Input: nums = [2,7,9,3,1] Output: 12 Explanation: Rob house 1 (money = 2), rob house 3 (money = 9) and rob house 5 (money = 1). Total amount you can rob = 2 + 9 + 1 = 12.

Steps

  1. Base Cases: If the input array is empty, return 0. If the array has only one house, return the amount of money in that house.

  2. Dynamic Programming: We use dynamic programming to solve this problem. We create a DP array dp of the same size as the input array nums. dp[i] represents the maximum amount of money that can be robbed up to house i (inclusive).

  3. Iteration: We iterate through the nums array. For each house i:

    • If i is 0, dp[i] is simply the amount of money in house 0.
    • If i is 1, dp[i] is the maximum of the amount of money in house 0 or house 1.
    • For i > 1, dp[i] is the maximum of:
      • Robbing house i and adding the maximum amount robbed up to house i-2 (dp[i-2] + nums[i]).
      • Not robbing house i and taking the maximum amount robbed up to house i-1 (dp[i-1]).
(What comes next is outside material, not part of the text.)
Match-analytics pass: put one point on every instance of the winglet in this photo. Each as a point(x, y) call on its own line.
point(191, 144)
  4. Return Value: The maximum amount of money that can be robbed is the last element of the dp array, dp[nums.length - 1].

Explanation

The dynamic programming approach cleverly avoids adjacent house robberies. By considering the maximum robbery amount up to the previous house (dp[i-1]) and the maximum robbery amount up to two houses before (dp[i-2] + nums[i]), we ensure that we never rob adjacent houses. The choice between these two options at each house guarantees that we find the optimal solution.

Code

function rob(nums: number[]): number {
    const n = nums.length;
    if (n === 0) return 0;
    if (n === 1) return nums[0];

    const dp: number[] = new Array(n);
    dp[0] = nums[0];
    dp[1] = Math.max(nums[0], nums[1]);

    for (let i = 2; i < n; i++) {
        dp[i] = Math.max(dp[i - 1], dp[i - 2] + nums[i]);
    }

    return dp[n - 1];
}

Complexity

  • Time Complexity: O(n), where n is the number of houses. We iterate through the nums array once.
  • Space Complexity: O(n), where n is the number of houses. We use a DP array of size n. This could be optimized to O(1) by only keeping track of the last two DP values.